This post is in relation to the #PGSQLPhriday blogging series. The original post for this discussion is located here. Thank you Ryan Lambert for such a great topic and for hosting this month!
Ryan posted a challenge on how are you using Postgres. I felt like for this post instead of focusing on one question. I would simply answer all of them! I really liked all the questions so I’m just going to answer them!
What non-relational data do you store in Postgres and how do you use it?
In the current company/PG servers, I work with and deal with. We have a great number of JsonB columns that house Non-relational data. I am newer to this company so really didn’t have much of a say in the design of this particular aspect. Currently, it’s primarily used as a logging/settings store in those JSONB columns. It was a pattern that was created with good intent but misused. Turning into the Data Junk Drawer. Unfortunately, the data is needed in many cases and so you have procedures/functions out there trying to query the data out of these fields and use it in various cases. This is not an ideal use for it.
One good example of non-relational data used well. I did some contract work for a document scanning company that would use OCR to read most of the data/metadata about the documents and put them into table structures and then store a link to the actual document in a file store. This link was added to the row so the application could retrieve the document but it wouldn’t be actually stored in the DB. The performance issues they called me for were still related to the data they were trying to scan but it was mostly bad indexing. Once we corrected the indexes everything worked much better and they had a good system that would scale reasonably well.
Have you attempted non-relational uses of Postgres that did not work well? What was the problem?
Yes, Besides the current system, I mentioned above for the “Junk Drawer”. I also ran into another company that did store logos/graphics/images for the website in the DB. The retrieval from the DB wasn’t really horrible since they were pulling exactly a row/column from the DB, the real issue came along with caching. Websites can’t take 2 minutes to pull up images and documents and they depend on the cache to make them run fast. The web servers of the time couldn’t cache the documents since they were DB calls and not static documents. This means that each website load had to re-pull the data. Once this system started scaling and getting lots of requests the web servers couldn’t keep up re-loading the images over and over. In the end, they had to move this out of the DB and into the Webserver cache where it belongs. I strongly urge all of my customers to never store images/graphics in the DB at all if they can avoid it.

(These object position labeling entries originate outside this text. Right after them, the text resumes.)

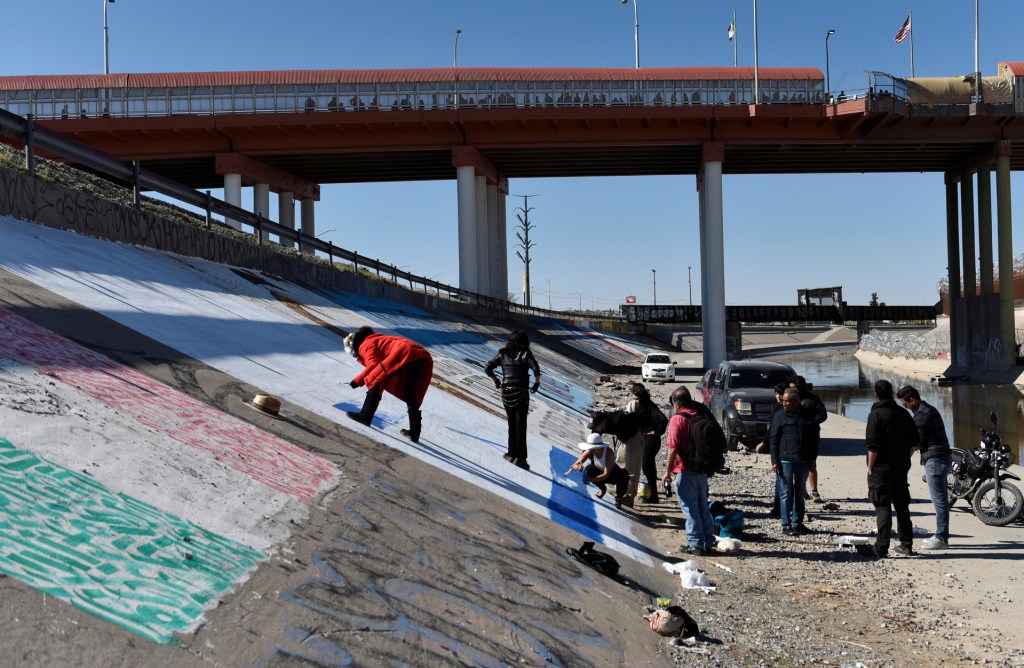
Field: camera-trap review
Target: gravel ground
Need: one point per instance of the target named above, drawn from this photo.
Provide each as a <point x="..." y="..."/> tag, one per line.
<point x="784" y="601"/>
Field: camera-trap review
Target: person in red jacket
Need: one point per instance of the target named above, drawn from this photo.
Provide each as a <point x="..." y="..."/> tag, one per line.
<point x="394" y="364"/>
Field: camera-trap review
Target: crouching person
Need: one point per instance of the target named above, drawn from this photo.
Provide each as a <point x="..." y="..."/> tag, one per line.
<point x="399" y="366"/>
<point x="601" y="469"/>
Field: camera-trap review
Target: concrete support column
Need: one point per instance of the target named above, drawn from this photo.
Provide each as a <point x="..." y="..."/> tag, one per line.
<point x="482" y="236"/>
<point x="307" y="220"/>
<point x="952" y="266"/>
<point x="232" y="195"/>
<point x="713" y="255"/>
<point x="967" y="238"/>
<point x="503" y="250"/>
<point x="494" y="285"/>
<point x="286" y="209"/>
<point x="985" y="230"/>
<point x="970" y="267"/>
<point x="1008" y="331"/>
<point x="466" y="184"/>
<point x="985" y="262"/>
<point x="261" y="200"/>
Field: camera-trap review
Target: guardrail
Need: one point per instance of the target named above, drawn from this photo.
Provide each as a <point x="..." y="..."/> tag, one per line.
<point x="22" y="130"/>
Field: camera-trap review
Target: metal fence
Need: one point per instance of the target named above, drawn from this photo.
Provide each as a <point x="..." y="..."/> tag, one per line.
<point x="19" y="131"/>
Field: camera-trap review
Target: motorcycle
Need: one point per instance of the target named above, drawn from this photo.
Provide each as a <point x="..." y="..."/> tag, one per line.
<point x="979" y="475"/>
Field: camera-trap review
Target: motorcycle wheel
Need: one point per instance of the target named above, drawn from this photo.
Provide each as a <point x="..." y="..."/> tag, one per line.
<point x="997" y="510"/>
<point x="956" y="487"/>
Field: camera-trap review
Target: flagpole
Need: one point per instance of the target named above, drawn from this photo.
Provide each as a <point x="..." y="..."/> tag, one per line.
<point x="757" y="87"/>
<point x="911" y="44"/>
<point x="735" y="42"/>
<point x="977" y="65"/>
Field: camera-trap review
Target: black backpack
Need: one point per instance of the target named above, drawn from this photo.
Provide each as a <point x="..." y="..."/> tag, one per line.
<point x="706" y="449"/>
<point x="603" y="564"/>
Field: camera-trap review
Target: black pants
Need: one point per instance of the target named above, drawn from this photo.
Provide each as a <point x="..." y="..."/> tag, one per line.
<point x="516" y="401"/>
<point x="620" y="477"/>
<point x="888" y="489"/>
<point x="651" y="445"/>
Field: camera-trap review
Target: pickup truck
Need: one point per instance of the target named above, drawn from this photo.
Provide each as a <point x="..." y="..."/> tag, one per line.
<point x="742" y="395"/>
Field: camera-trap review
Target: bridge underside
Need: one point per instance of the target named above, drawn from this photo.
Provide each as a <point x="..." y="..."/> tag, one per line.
<point x="346" y="147"/>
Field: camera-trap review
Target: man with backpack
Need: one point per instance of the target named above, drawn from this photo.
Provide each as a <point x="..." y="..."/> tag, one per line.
<point x="696" y="450"/>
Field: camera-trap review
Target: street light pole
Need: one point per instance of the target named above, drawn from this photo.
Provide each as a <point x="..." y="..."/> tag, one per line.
<point x="107" y="41"/>
<point x="827" y="78"/>
<point x="636" y="29"/>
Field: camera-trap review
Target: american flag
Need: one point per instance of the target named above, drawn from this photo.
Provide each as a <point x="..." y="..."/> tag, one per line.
<point x="904" y="31"/>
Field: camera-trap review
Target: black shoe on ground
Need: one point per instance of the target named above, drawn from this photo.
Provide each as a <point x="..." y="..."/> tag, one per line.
<point x="359" y="417"/>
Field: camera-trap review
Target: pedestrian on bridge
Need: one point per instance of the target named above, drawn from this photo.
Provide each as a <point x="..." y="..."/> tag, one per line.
<point x="399" y="366"/>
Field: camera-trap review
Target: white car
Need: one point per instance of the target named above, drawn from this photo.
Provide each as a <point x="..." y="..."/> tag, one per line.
<point x="658" y="367"/>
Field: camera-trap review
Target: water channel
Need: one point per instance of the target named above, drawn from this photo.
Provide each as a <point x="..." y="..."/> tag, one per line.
<point x="846" y="386"/>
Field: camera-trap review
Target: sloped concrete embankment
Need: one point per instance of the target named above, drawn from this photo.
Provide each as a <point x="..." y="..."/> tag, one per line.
<point x="384" y="558"/>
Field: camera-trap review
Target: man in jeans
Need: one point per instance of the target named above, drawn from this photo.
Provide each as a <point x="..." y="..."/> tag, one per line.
<point x="793" y="439"/>
<point x="691" y="487"/>
<point x="934" y="447"/>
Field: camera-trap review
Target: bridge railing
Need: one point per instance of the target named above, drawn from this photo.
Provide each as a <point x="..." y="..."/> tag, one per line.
<point x="20" y="131"/>
<point x="131" y="101"/>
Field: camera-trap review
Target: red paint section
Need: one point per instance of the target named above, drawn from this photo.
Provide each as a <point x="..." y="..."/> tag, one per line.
<point x="267" y="459"/>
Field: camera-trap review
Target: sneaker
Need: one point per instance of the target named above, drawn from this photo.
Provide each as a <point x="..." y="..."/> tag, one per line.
<point x="359" y="417"/>
<point x="934" y="543"/>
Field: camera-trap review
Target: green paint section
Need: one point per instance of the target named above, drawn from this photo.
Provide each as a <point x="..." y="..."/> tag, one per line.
<point x="108" y="553"/>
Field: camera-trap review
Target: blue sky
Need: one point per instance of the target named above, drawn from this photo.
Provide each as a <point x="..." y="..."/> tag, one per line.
<point x="596" y="239"/>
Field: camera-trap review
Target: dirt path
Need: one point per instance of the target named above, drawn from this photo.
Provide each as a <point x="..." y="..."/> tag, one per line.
<point x="781" y="600"/>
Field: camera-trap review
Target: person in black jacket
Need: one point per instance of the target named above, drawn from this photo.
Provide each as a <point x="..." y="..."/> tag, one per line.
<point x="516" y="360"/>
<point x="817" y="407"/>
<point x="625" y="425"/>
<point x="793" y="436"/>
<point x="891" y="435"/>
<point x="652" y="425"/>
<point x="935" y="457"/>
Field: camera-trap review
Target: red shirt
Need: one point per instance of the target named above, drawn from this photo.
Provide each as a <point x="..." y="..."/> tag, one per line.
<point x="679" y="437"/>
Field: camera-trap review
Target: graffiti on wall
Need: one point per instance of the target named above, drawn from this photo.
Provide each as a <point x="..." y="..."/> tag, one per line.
<point x="267" y="459"/>
<point x="110" y="554"/>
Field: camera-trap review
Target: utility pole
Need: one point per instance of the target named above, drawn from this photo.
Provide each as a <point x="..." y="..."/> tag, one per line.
<point x="522" y="234"/>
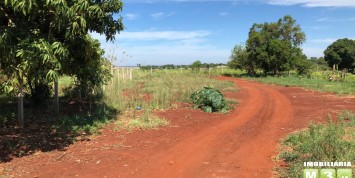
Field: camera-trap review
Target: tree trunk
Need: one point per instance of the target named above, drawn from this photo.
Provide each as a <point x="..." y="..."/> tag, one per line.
<point x="56" y="98"/>
<point x="20" y="116"/>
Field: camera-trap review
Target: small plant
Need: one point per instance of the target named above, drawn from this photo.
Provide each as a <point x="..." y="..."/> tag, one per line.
<point x="209" y="100"/>
<point x="334" y="141"/>
<point x="146" y="120"/>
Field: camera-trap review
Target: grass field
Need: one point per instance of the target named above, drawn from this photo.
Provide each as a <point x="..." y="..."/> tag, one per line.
<point x="157" y="90"/>
<point x="318" y="81"/>
<point x="331" y="142"/>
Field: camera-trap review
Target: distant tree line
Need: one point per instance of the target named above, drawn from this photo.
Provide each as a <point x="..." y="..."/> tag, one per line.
<point x="194" y="65"/>
<point x="273" y="48"/>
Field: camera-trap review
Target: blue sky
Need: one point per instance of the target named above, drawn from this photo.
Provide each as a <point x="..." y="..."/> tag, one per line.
<point x="181" y="31"/>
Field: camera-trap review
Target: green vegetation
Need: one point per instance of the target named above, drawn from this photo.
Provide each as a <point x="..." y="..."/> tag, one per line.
<point x="316" y="81"/>
<point x="331" y="142"/>
<point x="341" y="54"/>
<point x="273" y="48"/>
<point x="42" y="40"/>
<point x="160" y="90"/>
<point x="209" y="100"/>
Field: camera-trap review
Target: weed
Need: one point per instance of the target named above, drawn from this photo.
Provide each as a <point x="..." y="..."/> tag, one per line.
<point x="147" y="120"/>
<point x="331" y="142"/>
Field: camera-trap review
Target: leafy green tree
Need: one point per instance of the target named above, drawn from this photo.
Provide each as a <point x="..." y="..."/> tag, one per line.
<point x="275" y="47"/>
<point x="45" y="38"/>
<point x="341" y="53"/>
<point x="42" y="39"/>
<point x="319" y="63"/>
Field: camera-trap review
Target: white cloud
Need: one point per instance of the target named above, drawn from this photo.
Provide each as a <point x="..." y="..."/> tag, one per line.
<point x="131" y="16"/>
<point x="315" y="3"/>
<point x="322" y="19"/>
<point x="223" y="13"/>
<point x="325" y="40"/>
<point x="160" y="15"/>
<point x="313" y="52"/>
<point x="163" y="35"/>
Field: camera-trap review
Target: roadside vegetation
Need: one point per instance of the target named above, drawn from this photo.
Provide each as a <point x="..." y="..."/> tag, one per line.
<point x="157" y="90"/>
<point x="330" y="142"/>
<point x="318" y="81"/>
<point x="130" y="104"/>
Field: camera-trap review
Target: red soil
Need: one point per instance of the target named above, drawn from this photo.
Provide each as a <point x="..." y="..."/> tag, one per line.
<point x="196" y="144"/>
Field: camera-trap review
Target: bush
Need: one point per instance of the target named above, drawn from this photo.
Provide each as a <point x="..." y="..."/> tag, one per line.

What are the biggest challenges with your data, whatever its structure?
Right now the biggest challenge for the current project/company I work for is just related to DB sprawl. We have 10+ years of the DB being designed with a monolithic application that added new tables all into the same DB. Only a few of the functions/design of the application was broken apart into separate pieces, separate schemas, or really separated at all. This is not uncommon in the industry since many companies that have been building software for 10-15 years started out with monolithic applications and rarely do we go back and focus on the technical debt side of things. Moving systems like this to a Service Oriented Architecture or even just breaking it up into different pieces takes time and a lot of cultural change for a company. It’s always a long-term project and usually, in a larger company it will take years to complete. It’s a fun challenge to have and you can find small wins by breaking off smaller pieces and starting on new products/new features in a new system.
How do you define non-relational data?
I like to define data based on how it’s used. I tend to see a lot of various data with companies so I tend to keep an open mind and just base my definitions on how the data is used. An example of this is Search, We all know PG and many RDBMSs can have indexes and search very quickly through millions of rows of data. I’ve found in past experiences that moving heavy search functions off to something like Elasticsearch has been a great way to speed up search even more. RDBMSs are really not great at doing textual style searches vs something like an Elasticsearch engine. It’s an excellent example of using the right tool for how the data is being used.
I really enjoyed this #PGSQLPhriday, I hope more in the community will join in the fun and join us in a future #PGSQLPhriday. Thank you Ryan Lambert for the great topic!